The People correctly contend there is no error in having the psychiatrist present in the courtroom in advance of testifying inasmuch as exclusion of witnesses is discretionary with the Trial Judge. It is also contended that since the State was not permitted to examine the defendant (the defendant did not consent to such examination) the State could only rebut the defense testimony by producing a psychiatrist to observe the defendant on the stand. It is contended that a proper hypothetical question was put to the psychiatrist and that he answered on the basis of a competent understanding and that the defense attorney through his objections filled in the hypothetical question by reiterating all of the evidence presented by the defense.

As we have indicated, it was proper for the court to permit the psychiatrist to be present to observe *368the defendant while he testified. We can find no justification, however, for permitting the psychiatrist to observe and hear the other winesses and thereafter in his testimony to refer and characterize the testimony of such witnesses on the basis of the conclusions of the psychiatrist. In so doing, he was erroneously permitted to invade the province of the jury in some limited areas and this was accentuated by the fact that he was the final witness to testify.
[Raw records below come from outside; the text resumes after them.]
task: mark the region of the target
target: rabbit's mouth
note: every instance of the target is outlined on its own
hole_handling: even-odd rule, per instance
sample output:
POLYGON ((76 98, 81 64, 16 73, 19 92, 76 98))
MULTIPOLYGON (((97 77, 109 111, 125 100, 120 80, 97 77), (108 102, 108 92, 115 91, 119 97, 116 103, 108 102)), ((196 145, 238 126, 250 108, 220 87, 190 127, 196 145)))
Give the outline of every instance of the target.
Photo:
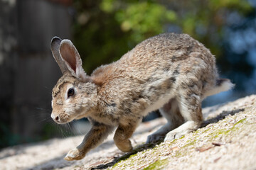
POLYGON ((71 122, 73 120, 72 118, 70 118, 70 115, 68 114, 60 114, 55 115, 52 113, 50 117, 58 124, 65 124, 67 123, 71 122))

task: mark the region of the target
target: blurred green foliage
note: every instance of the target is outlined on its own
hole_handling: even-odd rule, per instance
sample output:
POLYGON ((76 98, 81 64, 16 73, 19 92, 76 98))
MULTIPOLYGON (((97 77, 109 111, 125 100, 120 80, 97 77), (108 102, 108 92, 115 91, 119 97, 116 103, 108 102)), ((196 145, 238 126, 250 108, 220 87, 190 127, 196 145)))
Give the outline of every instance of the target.
POLYGON ((75 0, 74 7, 74 43, 88 74, 164 32, 188 33, 221 56, 229 14, 253 9, 245 0, 75 0))

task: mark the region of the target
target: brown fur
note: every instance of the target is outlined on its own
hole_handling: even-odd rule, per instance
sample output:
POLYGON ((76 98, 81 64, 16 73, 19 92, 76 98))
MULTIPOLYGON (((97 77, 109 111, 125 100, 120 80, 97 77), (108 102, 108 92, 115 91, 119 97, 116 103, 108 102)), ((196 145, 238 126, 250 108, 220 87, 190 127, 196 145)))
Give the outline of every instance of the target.
POLYGON ((147 142, 164 136, 165 140, 180 137, 200 126, 201 103, 208 91, 214 93, 217 86, 221 91, 224 82, 228 89, 232 87, 228 80, 219 79, 210 51, 186 34, 149 38, 119 60, 100 67, 90 76, 84 72, 70 41, 54 38, 52 51, 63 72, 53 90, 52 118, 58 123, 84 117, 92 122, 91 130, 67 154, 67 160, 82 159, 114 127, 117 127, 116 145, 129 152, 129 138, 142 117, 159 108, 169 123, 149 136, 147 142), (70 88, 75 94, 68 97, 70 88))

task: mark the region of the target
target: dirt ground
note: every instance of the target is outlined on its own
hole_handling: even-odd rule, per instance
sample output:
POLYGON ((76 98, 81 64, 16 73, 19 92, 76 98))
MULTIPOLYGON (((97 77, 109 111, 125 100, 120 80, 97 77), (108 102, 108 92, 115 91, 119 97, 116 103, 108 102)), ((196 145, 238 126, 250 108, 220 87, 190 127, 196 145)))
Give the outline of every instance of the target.
POLYGON ((123 153, 112 135, 86 157, 63 160, 83 136, 6 148, 1 169, 256 169, 256 96, 203 110, 202 128, 181 139, 144 144, 146 137, 166 123, 142 123, 131 138, 134 147, 123 153))

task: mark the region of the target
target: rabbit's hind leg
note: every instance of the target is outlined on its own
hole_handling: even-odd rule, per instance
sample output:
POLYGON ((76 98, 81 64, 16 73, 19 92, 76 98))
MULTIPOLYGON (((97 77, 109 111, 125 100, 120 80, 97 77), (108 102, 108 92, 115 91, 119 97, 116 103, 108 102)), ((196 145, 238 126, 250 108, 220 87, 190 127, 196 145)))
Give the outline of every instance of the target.
POLYGON ((183 95, 178 98, 178 101, 181 115, 185 123, 168 132, 164 141, 180 138, 186 134, 197 130, 203 121, 200 96, 196 94, 183 95))
POLYGON ((159 111, 167 119, 168 122, 157 131, 148 136, 146 143, 156 142, 164 140, 169 132, 184 123, 184 119, 179 110, 178 101, 175 98, 170 99, 167 103, 159 109, 159 111))

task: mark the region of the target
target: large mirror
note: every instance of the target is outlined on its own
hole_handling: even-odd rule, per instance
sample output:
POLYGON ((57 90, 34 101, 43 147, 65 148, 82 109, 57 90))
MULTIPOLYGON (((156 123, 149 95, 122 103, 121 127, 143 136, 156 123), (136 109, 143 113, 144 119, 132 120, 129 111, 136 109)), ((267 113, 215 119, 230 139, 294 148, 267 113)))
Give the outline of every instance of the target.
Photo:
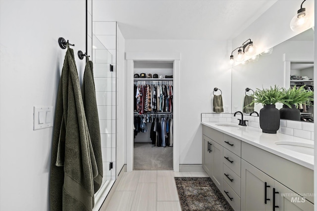
MULTIPOLYGON (((310 29, 276 45, 271 54, 260 55, 257 61, 234 66, 232 74, 233 112, 243 111, 246 94, 253 93, 257 88, 269 88, 275 84, 289 88, 295 84, 307 84, 313 88, 314 31, 310 29), (299 77, 293 76, 295 79, 291 80, 291 76, 299 77), (251 89, 246 91, 247 88, 251 89)), ((276 106, 280 109, 282 105, 277 104, 276 106)), ((261 104, 256 104, 254 110, 259 112, 263 107, 261 104)), ((306 113, 303 116, 311 117, 313 120, 313 108, 307 109, 301 111, 301 113, 306 113)))

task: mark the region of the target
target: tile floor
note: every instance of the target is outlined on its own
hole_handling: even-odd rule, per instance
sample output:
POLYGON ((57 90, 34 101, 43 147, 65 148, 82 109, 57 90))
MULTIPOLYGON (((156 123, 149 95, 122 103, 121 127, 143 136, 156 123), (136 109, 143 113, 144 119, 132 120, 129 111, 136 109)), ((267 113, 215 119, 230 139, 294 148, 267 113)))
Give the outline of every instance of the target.
POLYGON ((135 170, 123 174, 102 211, 181 211, 174 177, 206 177, 206 172, 135 170))

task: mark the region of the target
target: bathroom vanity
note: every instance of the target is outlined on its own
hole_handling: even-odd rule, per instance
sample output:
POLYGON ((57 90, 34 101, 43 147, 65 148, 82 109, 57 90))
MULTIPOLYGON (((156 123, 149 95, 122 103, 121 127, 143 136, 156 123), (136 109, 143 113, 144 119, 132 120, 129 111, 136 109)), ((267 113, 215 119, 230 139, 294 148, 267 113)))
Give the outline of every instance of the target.
POLYGON ((202 124, 203 167, 234 210, 314 210, 314 156, 296 147, 313 141, 202 124))

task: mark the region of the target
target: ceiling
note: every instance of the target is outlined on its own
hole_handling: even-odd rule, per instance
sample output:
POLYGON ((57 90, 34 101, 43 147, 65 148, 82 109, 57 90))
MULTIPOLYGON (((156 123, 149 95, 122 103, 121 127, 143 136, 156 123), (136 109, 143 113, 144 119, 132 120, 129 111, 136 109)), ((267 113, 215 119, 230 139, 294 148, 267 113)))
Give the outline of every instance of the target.
POLYGON ((94 21, 117 21, 125 39, 230 40, 277 0, 94 0, 94 21))

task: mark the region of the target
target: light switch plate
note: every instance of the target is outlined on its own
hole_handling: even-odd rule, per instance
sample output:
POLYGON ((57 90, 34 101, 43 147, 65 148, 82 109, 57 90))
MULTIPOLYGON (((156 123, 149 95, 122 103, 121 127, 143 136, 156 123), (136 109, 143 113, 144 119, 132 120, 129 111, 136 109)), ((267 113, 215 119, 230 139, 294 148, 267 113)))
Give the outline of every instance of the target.
POLYGON ((224 106, 224 113, 229 113, 229 106, 224 106))
POLYGON ((33 107, 33 130, 53 127, 53 106, 34 106, 33 107))

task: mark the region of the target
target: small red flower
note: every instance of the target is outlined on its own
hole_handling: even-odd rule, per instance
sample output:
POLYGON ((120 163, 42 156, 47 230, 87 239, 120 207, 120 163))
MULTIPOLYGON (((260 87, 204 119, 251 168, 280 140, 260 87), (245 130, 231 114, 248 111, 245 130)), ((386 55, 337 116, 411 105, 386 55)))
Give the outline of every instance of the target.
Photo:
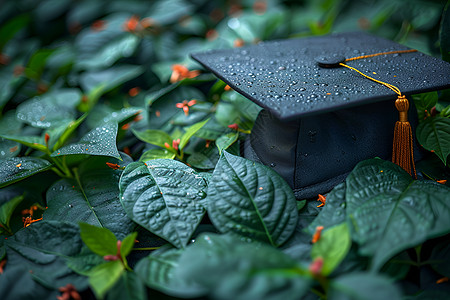
POLYGON ((322 207, 325 205, 325 201, 327 200, 327 198, 324 195, 319 194, 319 198, 317 199, 317 201, 322 202, 321 204, 317 205, 317 207, 322 207))
POLYGON ((239 125, 236 124, 236 123, 233 123, 233 124, 228 125, 228 128, 230 128, 232 130, 235 130, 235 131, 238 131, 239 130, 239 125))
POLYGON ((172 66, 172 75, 170 76, 170 82, 175 83, 185 78, 197 77, 198 75, 200 75, 200 71, 198 70, 189 71, 189 69, 185 66, 175 64, 172 66))
POLYGON ((178 151, 178 147, 180 146, 180 139, 176 139, 172 141, 172 148, 178 151))
POLYGON ((323 226, 317 226, 316 232, 314 232, 313 238, 311 240, 311 243, 315 244, 320 240, 320 235, 322 234, 323 226))
POLYGON ((184 114, 187 116, 189 115, 189 107, 193 106, 194 104, 197 103, 197 100, 193 99, 193 100, 183 100, 183 102, 177 103, 175 106, 178 108, 182 108, 184 111, 184 114))
POLYGON ((323 268, 323 258, 317 257, 314 261, 309 265, 309 271, 314 276, 320 275, 322 273, 323 268))
POLYGON ((130 95, 131 97, 136 97, 137 95, 139 95, 140 91, 141 89, 139 87, 134 87, 128 91, 128 95, 130 95))
POLYGON ((102 31, 106 28, 106 22, 105 20, 97 20, 91 25, 91 29, 93 31, 102 31))
POLYGON ((139 25, 139 17, 131 16, 127 21, 125 21, 125 24, 123 25, 123 30, 135 32, 138 25, 139 25))
POLYGON ((75 287, 70 283, 68 283, 66 286, 60 287, 59 291, 62 293, 62 295, 56 297, 56 299, 58 300, 81 300, 80 294, 78 294, 75 287))

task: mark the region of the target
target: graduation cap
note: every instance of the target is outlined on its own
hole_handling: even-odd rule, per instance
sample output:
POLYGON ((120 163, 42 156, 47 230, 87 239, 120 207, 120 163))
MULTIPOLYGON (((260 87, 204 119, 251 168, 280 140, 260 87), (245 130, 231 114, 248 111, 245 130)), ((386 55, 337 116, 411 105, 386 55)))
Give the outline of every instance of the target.
POLYGON ((417 114, 405 96, 450 87, 449 63, 361 32, 192 57, 264 108, 244 156, 274 168, 297 198, 331 190, 373 157, 415 176, 417 114))

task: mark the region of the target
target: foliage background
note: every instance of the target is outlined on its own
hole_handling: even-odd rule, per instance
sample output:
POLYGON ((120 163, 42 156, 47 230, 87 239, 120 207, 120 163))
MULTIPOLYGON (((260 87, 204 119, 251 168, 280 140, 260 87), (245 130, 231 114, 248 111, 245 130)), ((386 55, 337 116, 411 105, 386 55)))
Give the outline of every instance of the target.
MULTIPOLYGON (((380 259, 382 263, 375 269, 369 261, 382 254, 345 225, 346 213, 351 211, 344 208, 343 215, 328 223, 334 229, 325 231, 328 234, 324 233, 322 246, 314 248, 309 243, 318 220, 327 219, 330 209, 351 206, 352 194, 345 186, 328 196, 330 209, 317 217, 320 209, 315 200, 295 202, 289 188, 276 184, 281 187, 277 193, 286 193, 286 203, 299 209, 298 223, 297 215, 286 221, 294 225, 286 226, 281 237, 274 233, 277 228, 249 235, 242 227, 217 221, 220 213, 206 204, 215 192, 206 186, 218 187, 223 177, 217 176, 246 166, 234 156, 239 154, 236 141, 251 130, 259 108, 224 90, 225 85, 208 73, 195 77, 188 73, 182 77, 193 78, 175 80, 173 70, 176 64, 198 70, 189 59, 194 51, 358 30, 433 56, 442 55, 448 61, 449 18, 443 17, 446 1, 4 0, 0 5, 0 298, 54 299, 64 294, 60 288, 68 283, 83 299, 359 299, 386 295, 395 299, 401 293, 419 299, 448 294, 448 284, 437 285, 436 280, 449 276, 449 214, 431 218, 435 227, 426 227, 423 224, 430 220, 420 219, 422 223, 413 226, 413 236, 420 238, 399 242, 398 251, 391 250, 392 255, 380 259), (188 105, 192 100, 195 103, 188 105), (237 127, 230 128, 232 124, 237 127), (225 149, 229 154, 219 160, 219 151, 225 149), (176 158, 195 170, 177 161, 157 161, 155 170, 143 164, 155 158, 176 158), (142 173, 134 174, 134 170, 142 173), (167 175, 175 173, 176 183, 167 175), (131 204, 119 201, 136 183, 138 177, 132 176, 138 175, 153 178, 156 186, 164 186, 166 180, 169 187, 164 194, 175 195, 171 199, 181 206, 186 203, 176 197, 179 190, 191 188, 193 182, 198 185, 193 188, 196 204, 186 204, 185 210, 175 213, 189 212, 180 217, 189 219, 184 222, 187 225, 182 222, 182 229, 172 228, 183 237, 155 229, 152 220, 159 218, 156 213, 143 219, 133 215, 134 196, 130 196, 131 204), (177 189, 186 183, 190 184, 177 189), (206 207, 212 220, 203 217, 206 207), (38 221, 40 216, 43 220, 38 221), (84 231, 82 227, 80 234, 79 222, 107 228, 114 236, 88 227, 84 231), (420 231, 425 227, 425 233, 420 231), (139 240, 134 247, 141 250, 130 252, 134 231, 139 240), (201 232, 223 235, 199 235, 201 232), (238 238, 230 232, 237 232, 238 238), (116 238, 123 241, 121 255, 116 253, 116 238), (197 242, 190 243, 191 238, 197 242), (262 244, 247 244, 249 238, 262 244), (100 239, 104 247, 98 246, 100 239), (177 248, 170 248, 167 242, 177 248), (191 246, 183 250, 188 243, 191 246), (281 250, 276 248, 280 245, 281 250), (328 255, 324 273, 312 272, 313 261, 327 258, 331 250, 334 254, 328 255), (102 264, 106 255, 117 257, 102 264), (210 264, 198 261, 208 255, 212 255, 210 264), (273 260, 267 261, 268 257, 273 260), (223 276, 205 278, 205 273, 223 276), (191 277, 193 281, 188 280, 191 277)), ((438 149, 433 140, 424 143, 426 149, 436 149, 436 155, 422 163, 421 176, 433 180, 421 187, 428 191, 425 196, 410 196, 414 201, 429 197, 442 204, 444 212, 450 201, 448 189, 432 181, 449 176, 448 99, 448 91, 415 99, 419 116, 426 118, 418 135, 429 136, 427 130, 438 128, 434 132, 447 144, 438 149)), ((397 180, 410 184, 395 167, 379 161, 371 164, 373 170, 383 167, 396 174, 389 184, 395 185, 397 180)), ((375 176, 363 167, 356 169, 353 177, 375 176)), ((248 166, 248 170, 253 168, 264 180, 278 180, 264 168, 248 166)), ((248 182, 250 177, 238 186, 248 188, 248 182)), ((133 191, 140 188, 138 185, 133 191)), ((236 191, 228 192, 231 197, 236 191)), ((168 205, 169 200, 164 201, 168 205)), ((270 201, 279 205, 280 200, 270 201)), ((391 226, 402 228, 401 224, 391 226)), ((247 228, 244 222, 240 225, 247 228)), ((367 230, 376 232, 376 228, 367 230)), ((395 248, 389 244, 395 238, 381 239, 388 242, 388 249, 395 248)))

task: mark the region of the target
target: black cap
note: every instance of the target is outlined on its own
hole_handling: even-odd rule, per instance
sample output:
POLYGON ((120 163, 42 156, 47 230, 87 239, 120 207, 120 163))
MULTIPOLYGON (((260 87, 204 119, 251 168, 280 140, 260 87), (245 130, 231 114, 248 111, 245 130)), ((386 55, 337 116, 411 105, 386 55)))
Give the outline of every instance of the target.
POLYGON ((450 88, 449 63, 362 32, 192 57, 265 108, 244 154, 272 166, 299 198, 331 189, 363 159, 391 158, 398 95, 356 70, 406 96, 450 88))

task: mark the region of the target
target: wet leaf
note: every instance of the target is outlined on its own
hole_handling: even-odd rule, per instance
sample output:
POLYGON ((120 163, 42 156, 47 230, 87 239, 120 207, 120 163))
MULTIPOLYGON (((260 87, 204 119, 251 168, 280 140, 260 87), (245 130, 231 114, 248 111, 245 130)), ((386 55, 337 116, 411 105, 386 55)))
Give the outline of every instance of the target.
POLYGON ((386 277, 371 273, 339 276, 330 285, 330 300, 402 299, 398 288, 386 277))
POLYGON ((106 228, 79 223, 80 236, 88 248, 97 255, 115 255, 117 238, 106 228))
POLYGON ((147 300, 147 290, 135 272, 123 272, 106 295, 108 300, 147 300))
POLYGON ((132 163, 120 178, 120 201, 136 223, 184 247, 205 213, 205 180, 183 163, 132 163))
POLYGON ((183 250, 162 247, 151 255, 141 259, 136 265, 135 272, 150 288, 175 297, 198 297, 205 293, 205 289, 180 278, 177 269, 178 260, 183 250))
POLYGON ((1 161, 0 187, 50 169, 52 165, 38 157, 13 157, 1 161))
MULTIPOLYGON (((450 232, 450 189, 414 181, 381 159, 360 162, 346 180, 346 214, 359 252, 380 269, 397 253, 450 232)), ((325 205, 326 206, 326 205, 325 205)))
POLYGON ((104 165, 103 169, 81 170, 79 180, 57 181, 47 191, 48 209, 44 219, 76 225, 84 222, 105 227, 117 238, 124 238, 135 225, 119 202, 118 174, 115 172, 104 165))
POLYGON ((88 154, 121 159, 116 146, 117 127, 117 123, 106 123, 94 128, 83 136, 78 143, 64 146, 53 152, 51 156, 88 154))
POLYGON ((214 299, 301 299, 311 284, 283 252, 227 235, 202 234, 178 264, 178 276, 204 287, 214 299))
POLYGON ((224 152, 208 187, 208 214, 223 233, 279 246, 297 225, 292 189, 272 169, 224 152))
POLYGON ((78 89, 60 89, 32 98, 17 107, 17 118, 38 128, 68 124, 81 100, 78 89))
POLYGON ((67 257, 80 253, 83 245, 78 226, 39 221, 16 232, 5 244, 8 263, 25 266, 44 286, 56 289, 71 283, 79 290, 86 288, 86 279, 66 266, 67 257))
POLYGON ((352 245, 347 223, 335 225, 322 232, 311 249, 311 258, 323 258, 321 274, 327 276, 342 262, 352 245))

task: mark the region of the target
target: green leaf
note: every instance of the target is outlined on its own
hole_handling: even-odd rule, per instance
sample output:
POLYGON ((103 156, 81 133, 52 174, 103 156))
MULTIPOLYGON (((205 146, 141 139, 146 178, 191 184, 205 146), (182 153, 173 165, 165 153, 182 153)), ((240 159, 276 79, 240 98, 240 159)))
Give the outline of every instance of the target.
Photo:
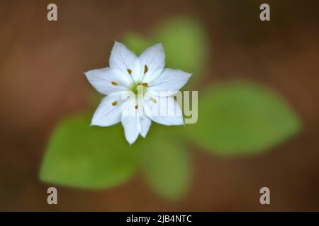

Other alleged errors were raised by defendant relating to the argument by the State’s Attorney: to the questioning of defendant’s psychiatrist with reference to testimony in unrelated criminal cases; to the injection of the issue of civil rights and riots in the trial; and in the giving and refusal of certain instructions. It is unnecessary to discuss these matters since it is unlikely that there would be a repetition of the major alleged errors asserted by defendant on a trial of this cause.

It is essential that each defendant receive a fair and impartial trial regardless of the reprehensible nature of the crime which is charged. It is basic that the jury should properly determine whether defendant committed the offense charged and whether at the time he had the capacity to appreciate the criminality of his conduct. This cause will, therefore, be reversed and remanded to the Circuit Court of Rock Island County for a new trial.

Reversed and remanded.

CORYN, P. J. and STOUDER, J., concur.